Closure SHOULD be understandable and auditable later.


36. Operator incident reports vs public bug reports

36.1 Distinction

Operator incident reports often include:

  • live state roots
  • node logs
  • local environment data
  • network health data

Public bug reports may be lighter.

36.2 Rule

The intake system SHOULD support both, but MUST not force high-signal operator incident details into vague public forms.


37. Conformance-driven outreach

37.1 Program MAY publish targeted requests like:

  • test this BVM boundary
  • stress this witness family
  • try this operator recovery path
  • validate this governance activation edge case

37.2 Benefit

This reduces random noise and increases targeted defect discovery.

37.3 Rule

Targeted campaigns SHOULD mention:

  • scope
  • expected version
  • known risks
  • reporting path

38. Public advisories and known issue lists

38.1 Testnet SHOULD maintain:

  • known issues list
  • fixed issues list
  • operator advisories
  • release notes with bug references
  • superseded artifact notices

38.2 Rule

Known issue lists SHOULD distinguish:

  • informational
  • caution
  • blocker
  • fixed but pending release
  • fixed and deployed

39. Readiness linkage

39.1 Public testnet bug program MUST feed into readiness by influencing:

  • residual risk register
  • launch blockers
  • conformance corpus growth
  • release gating
  • operator documentation improvements
  • runbook updates

39.2 Rule

If bug intake findings do not influence readiness artifacts, the testnet program is incomplete.


40. Formal goals

AZ-027 urmărește aceste obiective:

40.1 Structured defect discovery

Public testnet participation produces reports that can be triaged, reproduced and fixed effectively.

40.2 Controlled escalation

Serious bugs and incidents are identified early and routed correctly.

40.3 Corpus feedback loop

Confirmed protocol issues improve the conformance corpus and regression protection.

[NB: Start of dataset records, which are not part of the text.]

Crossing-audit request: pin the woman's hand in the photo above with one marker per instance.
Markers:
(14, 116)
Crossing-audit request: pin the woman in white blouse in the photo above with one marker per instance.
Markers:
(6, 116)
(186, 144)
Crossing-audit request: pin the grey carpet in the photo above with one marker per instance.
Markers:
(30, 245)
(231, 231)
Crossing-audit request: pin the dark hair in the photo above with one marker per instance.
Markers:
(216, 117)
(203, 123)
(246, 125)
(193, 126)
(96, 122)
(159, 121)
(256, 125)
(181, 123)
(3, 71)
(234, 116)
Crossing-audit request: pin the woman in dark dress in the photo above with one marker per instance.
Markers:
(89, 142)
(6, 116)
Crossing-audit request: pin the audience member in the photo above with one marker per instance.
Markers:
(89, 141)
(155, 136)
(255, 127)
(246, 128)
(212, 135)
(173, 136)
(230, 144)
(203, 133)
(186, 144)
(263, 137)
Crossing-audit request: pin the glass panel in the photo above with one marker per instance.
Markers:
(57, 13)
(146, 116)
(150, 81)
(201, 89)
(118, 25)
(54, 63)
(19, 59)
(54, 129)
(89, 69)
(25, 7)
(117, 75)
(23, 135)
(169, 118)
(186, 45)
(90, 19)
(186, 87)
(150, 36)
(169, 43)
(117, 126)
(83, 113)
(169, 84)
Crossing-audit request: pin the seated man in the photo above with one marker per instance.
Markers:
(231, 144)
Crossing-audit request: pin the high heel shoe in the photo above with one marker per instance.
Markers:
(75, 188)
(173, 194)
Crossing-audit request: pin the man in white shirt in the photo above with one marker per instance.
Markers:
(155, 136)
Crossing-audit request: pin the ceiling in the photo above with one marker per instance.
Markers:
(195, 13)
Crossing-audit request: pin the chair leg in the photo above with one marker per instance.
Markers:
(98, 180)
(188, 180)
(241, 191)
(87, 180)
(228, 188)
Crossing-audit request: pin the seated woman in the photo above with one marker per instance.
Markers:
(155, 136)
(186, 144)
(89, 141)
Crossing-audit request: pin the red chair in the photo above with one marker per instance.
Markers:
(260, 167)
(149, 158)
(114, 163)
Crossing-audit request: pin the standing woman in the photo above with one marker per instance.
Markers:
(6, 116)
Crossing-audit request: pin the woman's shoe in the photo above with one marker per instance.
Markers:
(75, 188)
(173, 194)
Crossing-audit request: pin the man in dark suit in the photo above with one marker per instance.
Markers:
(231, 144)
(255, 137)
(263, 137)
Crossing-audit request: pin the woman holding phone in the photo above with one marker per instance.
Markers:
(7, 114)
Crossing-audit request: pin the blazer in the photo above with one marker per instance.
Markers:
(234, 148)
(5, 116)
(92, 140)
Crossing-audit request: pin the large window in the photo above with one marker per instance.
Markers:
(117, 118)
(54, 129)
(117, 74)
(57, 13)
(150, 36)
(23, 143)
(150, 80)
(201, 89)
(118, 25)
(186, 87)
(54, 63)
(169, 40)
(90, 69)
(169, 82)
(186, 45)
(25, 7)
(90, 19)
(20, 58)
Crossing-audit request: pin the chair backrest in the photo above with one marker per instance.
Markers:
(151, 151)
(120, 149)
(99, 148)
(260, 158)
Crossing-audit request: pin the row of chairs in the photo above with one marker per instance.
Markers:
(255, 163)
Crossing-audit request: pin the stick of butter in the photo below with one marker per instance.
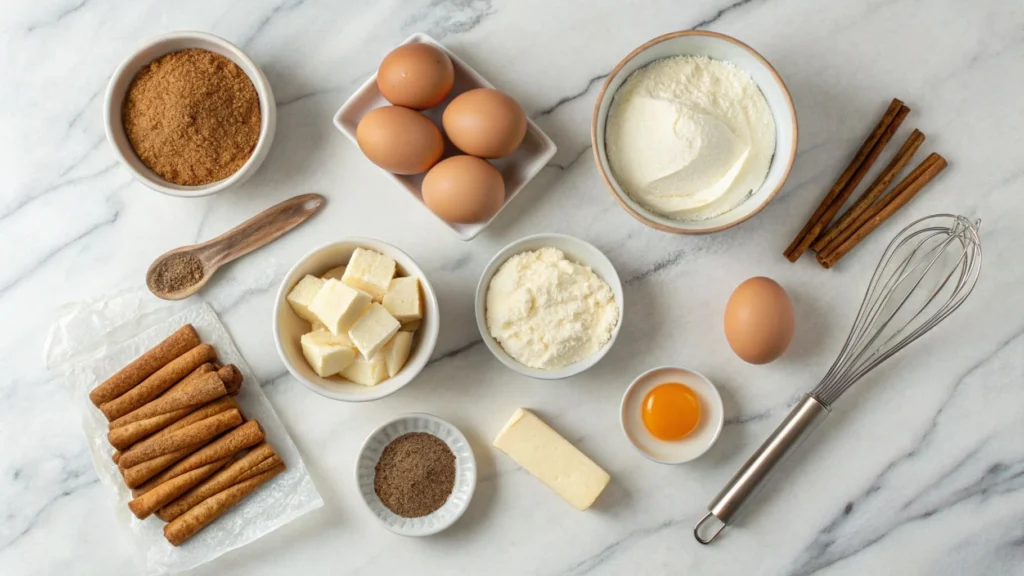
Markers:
(561, 466)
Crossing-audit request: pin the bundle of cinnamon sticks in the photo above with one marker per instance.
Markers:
(833, 241)
(182, 444)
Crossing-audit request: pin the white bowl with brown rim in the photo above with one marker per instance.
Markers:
(716, 46)
(161, 46)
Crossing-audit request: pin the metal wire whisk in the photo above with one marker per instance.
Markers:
(925, 274)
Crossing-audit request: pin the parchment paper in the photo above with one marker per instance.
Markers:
(91, 340)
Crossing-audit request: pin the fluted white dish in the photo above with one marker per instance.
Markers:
(465, 474)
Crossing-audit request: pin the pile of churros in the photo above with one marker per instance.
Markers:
(182, 444)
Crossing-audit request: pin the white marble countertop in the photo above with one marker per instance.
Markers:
(919, 470)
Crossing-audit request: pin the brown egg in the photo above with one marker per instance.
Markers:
(464, 190)
(484, 123)
(399, 139)
(759, 320)
(417, 76)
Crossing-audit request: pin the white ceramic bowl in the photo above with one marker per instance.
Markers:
(576, 250)
(691, 446)
(156, 48)
(465, 474)
(517, 168)
(288, 327)
(722, 47)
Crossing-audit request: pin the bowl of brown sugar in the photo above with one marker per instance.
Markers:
(189, 114)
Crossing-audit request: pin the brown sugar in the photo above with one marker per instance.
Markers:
(415, 475)
(193, 117)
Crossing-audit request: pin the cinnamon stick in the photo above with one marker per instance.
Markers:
(199, 517)
(249, 434)
(204, 388)
(801, 242)
(189, 436)
(219, 482)
(153, 500)
(180, 341)
(882, 210)
(877, 189)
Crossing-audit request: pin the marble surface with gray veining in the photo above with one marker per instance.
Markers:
(920, 469)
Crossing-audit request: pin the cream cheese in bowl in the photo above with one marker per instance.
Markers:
(690, 137)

40.4 Readiness evidence generation

The testnet program becomes an engine for readiness, not merely a public sandbox.


41. Formula documentului

Public Testnet Program = explicit phase goals + structured participation + typed bug intake + triage/dedup/severity flow + fix linkage + corpus/readiness feedback loop


42. Relația cu restul suitei

  • AZ-024 definește corpusul concret de conformitate.
  • AZ-025 și AZ-026 definesc operatorii și ceremoniile de launch.
  • AZ-027 definește mediul public controlat în care defectele sunt găsite și transformate în maturitate de protocol.

Pe scurt: AZ-024 testează ce știm; AZ-027 ne ajută să găsim ce încă nu știm.


43. Ce urmează

După AZ-027, documentul corect este:

AZ-028 — Mainnet Launch Window Procedure

Acolo trebuie fixate:

  • procedura exactă din fereastra de lansare,
  • cronologia finală,
  • checkpoints pre-start,
  • monitorizarea live,
  • condițiile de abort în ultimele momente,
  • și trecerea din launch ceremony în early-mainnet restricted posture.

Închidere

Un testnet public bun nu este doar un loc unde oamenii „se joacă” cu protocolul. Este un program disciplinat care transformă comportamentul public, integrările reale și testarea adversarială în: rapoarte utile, buguri reproductibile, fixuri verificabile și mai puține necunoscute la momentul lansării reale.

Acolo începe testnetul public cu valoare reală.